Measurements and Main Results: The ET-1–induced decrease in AFR was prevented by blocking the endothelin receptor ET_B, but not ET_A. Endothelial–epithelial cell interaction is required, as direct exposure of alveolar epithelial cells (AECs) to ET-1 did not affect Na,K-ATPase function or protein abundance at the plasma membrane, whereas coincubation of HMVEC-L and AECs with ET-1 decreased Na,K-ATPase activity and protein abundance at the plasma membrane. Exposing transgenic rats deficient in ET_B receptors in the pulmonary vasculature (ET-B^–/–) to ET-1 did not decrease AFR or Na,K-ATPase protein abundance at the plasma membrane of AECs. Exposing HMVEC-L to ET-1 led to increased NO, and the ET-1–induced down-regulation of Na,K-ATPase was prevented by the NO synthase inhibitor L-NAME, but not by a guanylate cyclase inhibitor.

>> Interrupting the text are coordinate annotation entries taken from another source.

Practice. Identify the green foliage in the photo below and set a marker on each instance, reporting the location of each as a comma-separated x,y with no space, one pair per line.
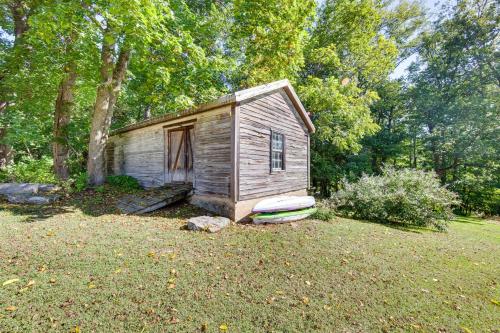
268,39
454,103
398,196
125,183
341,112
29,170
323,211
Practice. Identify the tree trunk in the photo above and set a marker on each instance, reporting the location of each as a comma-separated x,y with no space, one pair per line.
20,19
107,94
147,112
62,116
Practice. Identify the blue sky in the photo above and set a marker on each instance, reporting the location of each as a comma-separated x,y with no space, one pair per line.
433,7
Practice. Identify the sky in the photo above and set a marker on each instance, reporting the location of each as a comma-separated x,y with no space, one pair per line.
433,7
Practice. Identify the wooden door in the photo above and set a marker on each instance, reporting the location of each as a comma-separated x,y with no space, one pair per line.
180,155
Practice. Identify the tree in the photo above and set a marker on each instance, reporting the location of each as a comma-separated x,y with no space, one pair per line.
454,91
14,21
268,40
346,56
126,29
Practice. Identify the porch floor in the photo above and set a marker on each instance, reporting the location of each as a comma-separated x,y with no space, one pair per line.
152,199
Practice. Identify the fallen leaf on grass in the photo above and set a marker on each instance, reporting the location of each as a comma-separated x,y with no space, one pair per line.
9,282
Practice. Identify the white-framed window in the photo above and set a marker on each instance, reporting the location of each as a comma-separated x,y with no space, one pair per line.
277,151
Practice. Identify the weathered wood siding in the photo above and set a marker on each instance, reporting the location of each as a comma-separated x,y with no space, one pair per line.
257,117
142,153
139,154
212,153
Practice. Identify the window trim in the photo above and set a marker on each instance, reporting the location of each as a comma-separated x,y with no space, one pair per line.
283,153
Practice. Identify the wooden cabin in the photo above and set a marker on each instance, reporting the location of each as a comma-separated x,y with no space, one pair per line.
235,151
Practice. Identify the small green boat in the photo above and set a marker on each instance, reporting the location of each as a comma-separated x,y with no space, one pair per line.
282,217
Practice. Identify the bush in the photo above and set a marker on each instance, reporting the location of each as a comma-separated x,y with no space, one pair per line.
125,183
324,211
29,170
398,196
80,182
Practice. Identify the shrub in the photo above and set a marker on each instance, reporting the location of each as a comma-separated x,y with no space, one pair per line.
80,182
29,170
398,196
125,183
324,211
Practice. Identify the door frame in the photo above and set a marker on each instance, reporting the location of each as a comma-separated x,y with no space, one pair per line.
188,148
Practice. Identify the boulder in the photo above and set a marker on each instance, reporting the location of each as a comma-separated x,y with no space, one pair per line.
31,199
208,223
26,188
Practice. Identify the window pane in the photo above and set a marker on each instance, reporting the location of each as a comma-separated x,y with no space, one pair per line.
277,151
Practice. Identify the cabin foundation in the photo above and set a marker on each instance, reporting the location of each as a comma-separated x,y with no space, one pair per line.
235,151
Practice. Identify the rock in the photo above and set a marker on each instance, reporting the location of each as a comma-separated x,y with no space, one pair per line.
207,223
18,188
31,199
26,188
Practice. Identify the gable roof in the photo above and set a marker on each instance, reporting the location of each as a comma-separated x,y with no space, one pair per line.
235,97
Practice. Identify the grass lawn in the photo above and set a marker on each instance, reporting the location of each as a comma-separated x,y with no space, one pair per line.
92,270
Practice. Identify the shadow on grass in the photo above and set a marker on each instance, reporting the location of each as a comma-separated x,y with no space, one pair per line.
32,213
401,227
469,220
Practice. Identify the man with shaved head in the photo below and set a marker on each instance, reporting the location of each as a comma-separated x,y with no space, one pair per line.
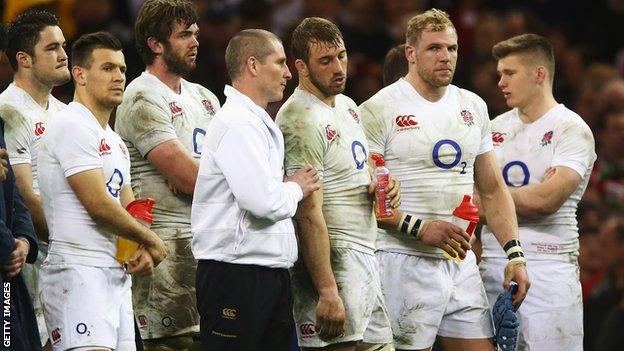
243,235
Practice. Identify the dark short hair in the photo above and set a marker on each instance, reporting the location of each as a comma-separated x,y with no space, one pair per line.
156,19
395,65
85,45
3,38
245,44
313,30
24,33
535,49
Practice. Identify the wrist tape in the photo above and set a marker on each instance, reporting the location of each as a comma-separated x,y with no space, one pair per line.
514,251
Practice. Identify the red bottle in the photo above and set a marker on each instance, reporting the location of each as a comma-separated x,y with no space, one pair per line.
382,177
141,210
465,216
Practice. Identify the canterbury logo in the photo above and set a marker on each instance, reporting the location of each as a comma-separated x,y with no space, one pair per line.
307,329
497,137
405,121
175,107
39,129
229,313
330,132
104,147
55,335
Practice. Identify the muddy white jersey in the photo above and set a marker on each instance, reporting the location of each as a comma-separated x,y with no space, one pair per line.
25,123
430,147
332,140
151,114
525,152
75,142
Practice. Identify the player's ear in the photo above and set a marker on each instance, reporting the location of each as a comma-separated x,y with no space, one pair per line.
541,74
302,68
410,53
23,59
79,75
154,45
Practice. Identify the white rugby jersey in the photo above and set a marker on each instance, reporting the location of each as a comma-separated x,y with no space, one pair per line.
332,140
151,114
25,123
524,153
75,142
430,147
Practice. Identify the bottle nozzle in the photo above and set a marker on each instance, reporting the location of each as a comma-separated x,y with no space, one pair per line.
142,209
379,160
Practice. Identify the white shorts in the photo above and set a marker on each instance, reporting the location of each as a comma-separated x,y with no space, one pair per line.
429,296
551,316
357,277
87,306
30,273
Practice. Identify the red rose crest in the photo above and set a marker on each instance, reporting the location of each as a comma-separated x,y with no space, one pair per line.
546,139
330,132
467,117
354,115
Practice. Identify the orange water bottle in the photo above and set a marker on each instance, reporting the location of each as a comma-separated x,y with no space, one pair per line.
382,177
141,210
465,216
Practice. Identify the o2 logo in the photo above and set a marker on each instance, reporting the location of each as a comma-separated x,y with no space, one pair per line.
359,154
198,137
512,167
435,155
114,183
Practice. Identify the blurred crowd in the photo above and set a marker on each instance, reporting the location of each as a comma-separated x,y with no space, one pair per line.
589,79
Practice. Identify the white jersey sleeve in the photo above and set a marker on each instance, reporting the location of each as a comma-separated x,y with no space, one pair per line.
304,139
17,134
148,126
79,153
576,149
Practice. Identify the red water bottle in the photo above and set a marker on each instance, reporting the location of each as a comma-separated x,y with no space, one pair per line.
141,210
465,216
382,178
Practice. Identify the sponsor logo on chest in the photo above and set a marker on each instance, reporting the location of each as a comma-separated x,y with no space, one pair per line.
498,138
104,147
546,139
330,133
55,336
39,130
467,118
208,106
175,108
354,115
406,122
124,150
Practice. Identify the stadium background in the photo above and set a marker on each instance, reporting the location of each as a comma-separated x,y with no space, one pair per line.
589,50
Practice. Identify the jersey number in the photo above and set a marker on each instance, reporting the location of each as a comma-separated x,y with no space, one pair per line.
525,172
114,183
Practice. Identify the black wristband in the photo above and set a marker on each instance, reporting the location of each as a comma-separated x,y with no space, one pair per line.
405,224
515,254
415,228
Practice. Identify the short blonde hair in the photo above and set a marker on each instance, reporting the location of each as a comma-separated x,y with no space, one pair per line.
431,20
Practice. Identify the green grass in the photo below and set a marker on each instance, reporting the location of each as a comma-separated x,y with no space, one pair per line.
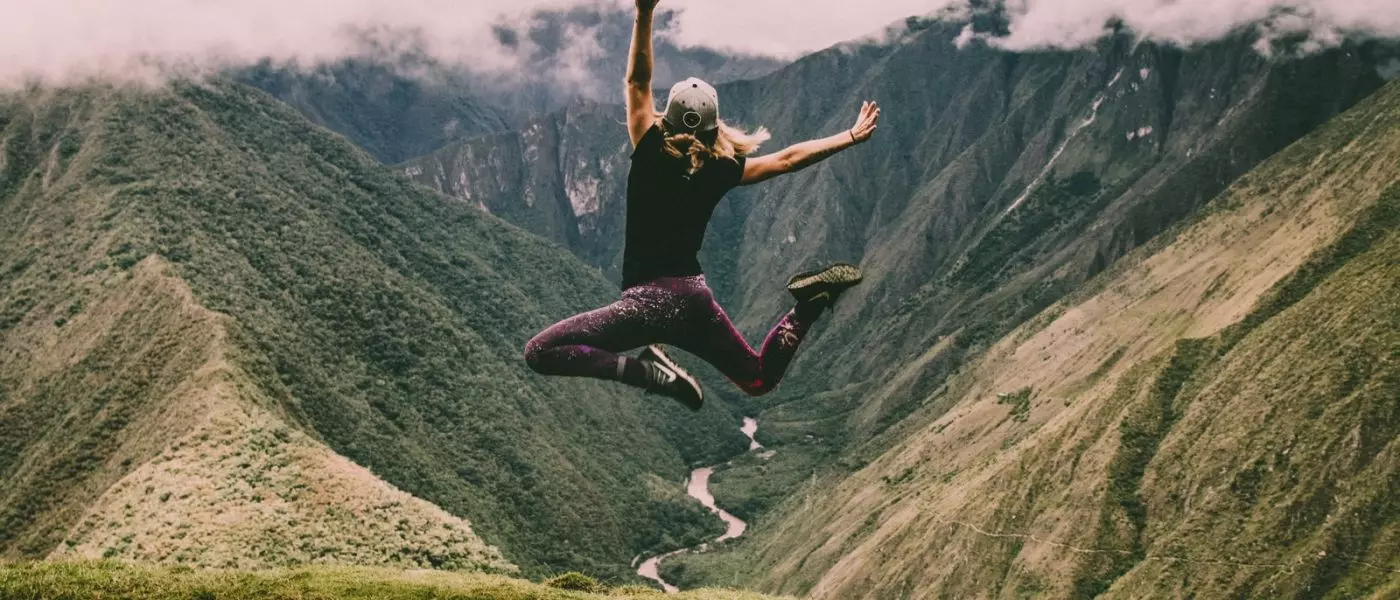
59,581
370,312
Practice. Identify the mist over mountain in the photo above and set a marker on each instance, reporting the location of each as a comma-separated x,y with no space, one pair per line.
1127,325
231,339
1000,183
408,105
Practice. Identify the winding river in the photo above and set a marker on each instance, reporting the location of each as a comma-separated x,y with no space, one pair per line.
699,488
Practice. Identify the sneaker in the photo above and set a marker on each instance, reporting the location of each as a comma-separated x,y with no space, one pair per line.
823,286
667,378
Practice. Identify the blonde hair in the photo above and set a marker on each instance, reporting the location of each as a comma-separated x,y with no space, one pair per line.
730,143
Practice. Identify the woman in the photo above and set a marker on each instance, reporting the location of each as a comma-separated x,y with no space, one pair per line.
683,161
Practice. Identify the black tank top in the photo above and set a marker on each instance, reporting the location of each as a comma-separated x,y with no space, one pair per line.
668,210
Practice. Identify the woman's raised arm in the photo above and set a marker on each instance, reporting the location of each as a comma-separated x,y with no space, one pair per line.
798,157
641,109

Conclusions: We provide the first evidence that ET-1, via an endothelial–epithelial interaction, leads to decreased AFR by a mechanism involving activation of endothelial ET_B receptors and NO generation leading to alveolar epithelial Na,K-ATPase down-regulation in a cGMP-independent manner.

Key Words: endothelium • lung injury • sodium-potassium-exchanging ATPase • acute respiratory distress syndrome

AT A GLANCE COMMENTARY Scientific Knowledge on the Subject Although it is well known that alveolar epithelial injury decreases alveolar fluid reabsorption (AFR), there has been a paucity of data regarding the role of the endothelium in affecting the alveolar epithelial function and thus the regulation of AFR. What This Study Adds to the Field In this study, we show that there is cross-talk between the pulmonary endothelium and alveolar epithelium, specifically that endothelin-1 (ET-1) activates the endothelial ETB receptor that generates nitric oxide and thus causes alveolar epithelial dysfunction.